Raising a Better Future, Together
“Boys Will Be” was a little seed that grew as quickly as our human sprouts. Here we were, just a few Bay Area moms who were ready to raise feminist daughters, a little scared because we knew what we were up against, but ready. The world had a different plan. It gave us boys.
And you know what? It turns out it is just as complicated to raise boys. There are just as many parenting landmines to avoid and stereotypes bombarding these small humans from birth. This initiative started small, celebrate our boys being kids whatever that may look like and especially when it went against society’s expectations. Soon we realized, this was bigger than our boys. In the space of gender equality, parenting boys remains a small blip often only barely mentioned. It is time we had a space for these discussions, a forum that helped synthesize the mountains of parenting information that is out there, and the know how to equip us with the vocabulary and skill set to empower us to accomplish our goal to raise good humans.
…we not only have to celebrate all that our boys are and all that they can become, we also need to teach accountability and responsibility…
Our mission is to transform the “boys will be boys” mentality. We cannot hope to disrupt gender disparity and change the gender landscape if we only focus on half the population.
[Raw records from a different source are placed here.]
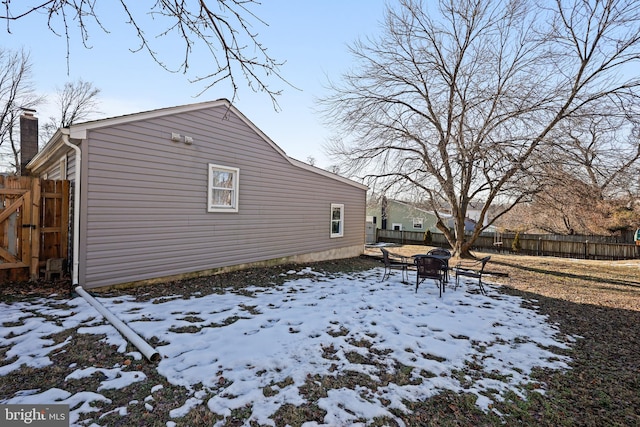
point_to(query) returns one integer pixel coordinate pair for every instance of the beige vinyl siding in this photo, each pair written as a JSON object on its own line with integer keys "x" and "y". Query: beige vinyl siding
{"x": 146, "y": 201}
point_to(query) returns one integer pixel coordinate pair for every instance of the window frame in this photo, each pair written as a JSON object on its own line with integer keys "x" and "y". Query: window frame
{"x": 340, "y": 221}
{"x": 235, "y": 188}
{"x": 418, "y": 223}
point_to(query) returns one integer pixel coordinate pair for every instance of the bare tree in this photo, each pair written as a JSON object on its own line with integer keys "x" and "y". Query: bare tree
{"x": 76, "y": 101}
{"x": 223, "y": 28}
{"x": 461, "y": 102}
{"x": 16, "y": 94}
{"x": 591, "y": 187}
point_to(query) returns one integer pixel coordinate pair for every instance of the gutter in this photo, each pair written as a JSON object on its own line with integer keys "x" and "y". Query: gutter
{"x": 149, "y": 352}
{"x": 76, "y": 210}
{"x": 135, "y": 339}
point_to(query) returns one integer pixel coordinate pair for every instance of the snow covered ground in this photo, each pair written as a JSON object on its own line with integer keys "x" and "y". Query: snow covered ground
{"x": 279, "y": 334}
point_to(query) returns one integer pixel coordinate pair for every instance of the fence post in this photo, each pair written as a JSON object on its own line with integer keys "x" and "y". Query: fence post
{"x": 586, "y": 249}
{"x": 540, "y": 253}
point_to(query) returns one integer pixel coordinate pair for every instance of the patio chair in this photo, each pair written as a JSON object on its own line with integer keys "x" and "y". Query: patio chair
{"x": 473, "y": 269}
{"x": 445, "y": 255}
{"x": 430, "y": 268}
{"x": 396, "y": 262}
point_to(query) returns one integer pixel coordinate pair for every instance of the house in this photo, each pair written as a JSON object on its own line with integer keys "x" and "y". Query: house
{"x": 403, "y": 216}
{"x": 392, "y": 214}
{"x": 194, "y": 190}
Boys are so much more than the gender stereotypes our society puts on them — they are whole complete little people. Because no one said parenting is easy, we not only have to celebrate all that our boys are and all that they can become, we also need to teach accountability and responsibility, all while noticing and sidestepping everything standing in our way. While seemingly daunting, this commitment to our sons is of paramount importance. Doing so will benefit everyone. If we can dismantle our society’s attitudes around boyhood (and manhood), we can allow men to connect with their emotions and build important “soft skills” (emotional intelligence that enable someone to interact effectively and harmoniously with other people). This in turn can help our boys grow to live an authentic self, be more adept at handling their mental well-being, be better communicators, build strong relationships, and become kind and empathetic adults. Raising boys this way (to understand consent, empathy, care-taking, kindness, gentleness) creates men that are equal partners, involved fathers, and not just non-participants but warriors against rape culture. This is of course not nearly an exhaustive list though it is incredibly expansive in how many people it reaches and what societal ills it can help remedy.
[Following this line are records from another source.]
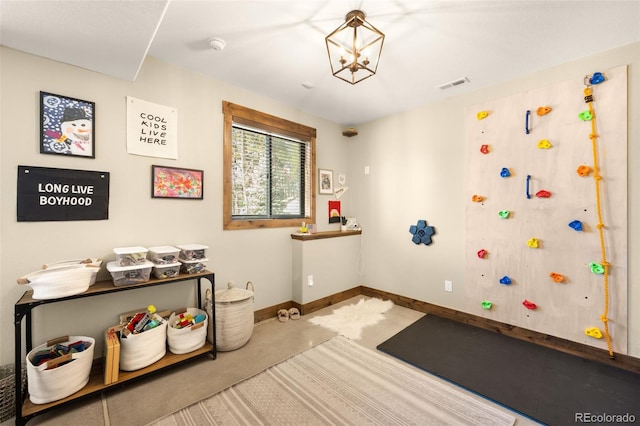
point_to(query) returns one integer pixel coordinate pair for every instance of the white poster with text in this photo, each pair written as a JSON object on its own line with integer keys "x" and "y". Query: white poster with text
{"x": 152, "y": 129}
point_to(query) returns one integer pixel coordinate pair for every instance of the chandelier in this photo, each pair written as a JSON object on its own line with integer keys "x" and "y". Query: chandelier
{"x": 354, "y": 48}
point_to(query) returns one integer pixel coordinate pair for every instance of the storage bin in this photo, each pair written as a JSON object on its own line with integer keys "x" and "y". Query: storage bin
{"x": 234, "y": 316}
{"x": 193, "y": 266}
{"x": 169, "y": 270}
{"x": 59, "y": 281}
{"x": 164, "y": 255}
{"x": 127, "y": 275}
{"x": 126, "y": 256}
{"x": 193, "y": 252}
{"x": 143, "y": 349}
{"x": 185, "y": 340}
{"x": 90, "y": 261}
{"x": 51, "y": 385}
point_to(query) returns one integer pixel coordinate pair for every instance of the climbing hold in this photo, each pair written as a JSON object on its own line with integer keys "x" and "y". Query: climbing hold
{"x": 505, "y": 280}
{"x": 481, "y": 115}
{"x": 597, "y": 78}
{"x": 556, "y": 277}
{"x": 421, "y": 232}
{"x": 585, "y": 115}
{"x": 544, "y": 144}
{"x": 596, "y": 268}
{"x": 584, "y": 170}
{"x": 576, "y": 225}
{"x": 543, "y": 111}
{"x": 593, "y": 332}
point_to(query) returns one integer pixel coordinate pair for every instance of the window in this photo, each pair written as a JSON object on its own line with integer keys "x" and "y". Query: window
{"x": 269, "y": 170}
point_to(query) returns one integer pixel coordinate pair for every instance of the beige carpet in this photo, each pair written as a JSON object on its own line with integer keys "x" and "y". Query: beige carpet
{"x": 339, "y": 383}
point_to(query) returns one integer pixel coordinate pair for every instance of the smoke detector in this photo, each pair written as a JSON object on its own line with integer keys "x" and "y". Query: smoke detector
{"x": 454, "y": 83}
{"x": 217, "y": 44}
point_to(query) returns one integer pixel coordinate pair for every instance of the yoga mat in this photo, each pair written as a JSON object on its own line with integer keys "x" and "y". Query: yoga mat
{"x": 541, "y": 383}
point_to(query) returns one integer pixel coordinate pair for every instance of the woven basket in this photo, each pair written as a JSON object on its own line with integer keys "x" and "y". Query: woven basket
{"x": 234, "y": 317}
{"x": 8, "y": 390}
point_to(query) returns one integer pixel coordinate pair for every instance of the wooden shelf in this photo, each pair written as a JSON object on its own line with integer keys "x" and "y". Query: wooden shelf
{"x": 324, "y": 234}
{"x": 96, "y": 380}
{"x": 26, "y": 410}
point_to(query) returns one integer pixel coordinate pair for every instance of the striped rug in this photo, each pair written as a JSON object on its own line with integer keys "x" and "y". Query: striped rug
{"x": 340, "y": 383}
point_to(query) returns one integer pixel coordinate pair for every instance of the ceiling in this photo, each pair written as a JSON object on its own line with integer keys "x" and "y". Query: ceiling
{"x": 273, "y": 47}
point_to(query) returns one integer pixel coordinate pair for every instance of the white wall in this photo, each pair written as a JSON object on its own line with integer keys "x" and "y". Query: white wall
{"x": 417, "y": 171}
{"x": 262, "y": 256}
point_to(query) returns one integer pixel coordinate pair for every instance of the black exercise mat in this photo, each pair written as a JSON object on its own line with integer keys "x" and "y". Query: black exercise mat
{"x": 544, "y": 384}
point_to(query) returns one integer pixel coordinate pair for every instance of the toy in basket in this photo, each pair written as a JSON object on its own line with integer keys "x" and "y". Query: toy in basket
{"x": 187, "y": 330}
{"x": 50, "y": 379}
{"x": 143, "y": 340}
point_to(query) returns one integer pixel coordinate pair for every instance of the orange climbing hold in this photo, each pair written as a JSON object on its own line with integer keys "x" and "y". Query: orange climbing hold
{"x": 583, "y": 170}
{"x": 558, "y": 278}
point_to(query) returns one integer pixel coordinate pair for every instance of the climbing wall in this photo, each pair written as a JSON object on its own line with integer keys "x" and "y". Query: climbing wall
{"x": 546, "y": 223}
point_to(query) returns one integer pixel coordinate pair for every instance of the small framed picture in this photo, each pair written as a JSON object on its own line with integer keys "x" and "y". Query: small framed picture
{"x": 325, "y": 181}
{"x": 67, "y": 126}
{"x": 171, "y": 182}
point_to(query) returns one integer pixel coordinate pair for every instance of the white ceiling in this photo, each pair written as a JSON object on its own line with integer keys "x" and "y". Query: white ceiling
{"x": 272, "y": 46}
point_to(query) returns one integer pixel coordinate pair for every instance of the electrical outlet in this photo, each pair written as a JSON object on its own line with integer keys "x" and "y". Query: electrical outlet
{"x": 448, "y": 286}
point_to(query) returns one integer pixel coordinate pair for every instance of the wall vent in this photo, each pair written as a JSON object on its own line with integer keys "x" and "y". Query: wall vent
{"x": 454, "y": 83}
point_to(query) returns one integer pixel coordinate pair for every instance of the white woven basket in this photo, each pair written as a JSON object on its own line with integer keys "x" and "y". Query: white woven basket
{"x": 60, "y": 382}
{"x": 185, "y": 340}
{"x": 140, "y": 350}
{"x": 234, "y": 317}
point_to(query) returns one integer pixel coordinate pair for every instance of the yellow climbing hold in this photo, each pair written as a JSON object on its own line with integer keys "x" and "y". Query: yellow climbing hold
{"x": 544, "y": 144}
{"x": 593, "y": 332}
{"x": 481, "y": 115}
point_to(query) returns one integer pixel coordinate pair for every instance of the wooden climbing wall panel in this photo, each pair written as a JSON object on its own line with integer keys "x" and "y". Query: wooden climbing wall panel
{"x": 507, "y": 167}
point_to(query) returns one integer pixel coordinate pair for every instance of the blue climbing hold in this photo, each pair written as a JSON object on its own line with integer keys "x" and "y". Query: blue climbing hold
{"x": 576, "y": 224}
{"x": 505, "y": 280}
{"x": 421, "y": 232}
{"x": 597, "y": 78}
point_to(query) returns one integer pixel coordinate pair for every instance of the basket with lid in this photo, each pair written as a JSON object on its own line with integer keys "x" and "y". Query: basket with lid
{"x": 234, "y": 316}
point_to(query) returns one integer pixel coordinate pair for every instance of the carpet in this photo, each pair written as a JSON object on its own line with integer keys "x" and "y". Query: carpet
{"x": 350, "y": 320}
{"x": 544, "y": 384}
{"x": 340, "y": 383}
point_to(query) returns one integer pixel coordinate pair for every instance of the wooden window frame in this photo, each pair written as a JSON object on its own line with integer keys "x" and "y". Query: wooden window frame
{"x": 234, "y": 113}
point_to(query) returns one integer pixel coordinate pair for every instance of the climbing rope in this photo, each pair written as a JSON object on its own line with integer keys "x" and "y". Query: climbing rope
{"x": 588, "y": 97}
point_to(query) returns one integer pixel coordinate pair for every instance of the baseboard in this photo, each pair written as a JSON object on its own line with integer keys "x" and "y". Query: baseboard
{"x": 625, "y": 362}
{"x": 584, "y": 351}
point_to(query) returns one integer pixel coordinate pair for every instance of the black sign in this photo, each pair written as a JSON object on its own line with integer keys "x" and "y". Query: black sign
{"x": 46, "y": 194}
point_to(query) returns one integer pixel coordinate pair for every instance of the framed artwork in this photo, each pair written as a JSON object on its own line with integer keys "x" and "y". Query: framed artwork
{"x": 171, "y": 182}
{"x": 67, "y": 126}
{"x": 325, "y": 181}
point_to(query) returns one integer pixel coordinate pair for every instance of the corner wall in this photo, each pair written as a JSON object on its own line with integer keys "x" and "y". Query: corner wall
{"x": 262, "y": 256}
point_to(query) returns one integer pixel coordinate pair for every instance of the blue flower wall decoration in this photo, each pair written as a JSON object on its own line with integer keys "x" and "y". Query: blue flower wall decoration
{"x": 421, "y": 232}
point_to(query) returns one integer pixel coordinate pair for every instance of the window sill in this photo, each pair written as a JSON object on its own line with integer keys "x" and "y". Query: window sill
{"x": 324, "y": 234}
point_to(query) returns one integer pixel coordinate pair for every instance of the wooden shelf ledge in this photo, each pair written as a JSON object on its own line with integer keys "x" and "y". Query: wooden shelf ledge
{"x": 324, "y": 234}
Where this initiative will end up is in large part dependent on you, our community. What we do know is that it starts with expanding our vocabulary. It starts with shining a light on the obvious and subtle ways we place stereotypes on our sons. It starts with finding simple alternatives to the status quo, ways to start discussions on a micro level, and every day disruptions. It starts with a place for sharing our struggles and finding solutions from our fellow parents in arms. We are here to make this process a little easier, a whole lot more empowering, and most of all, less isolating.
Let’s raise a better future, together.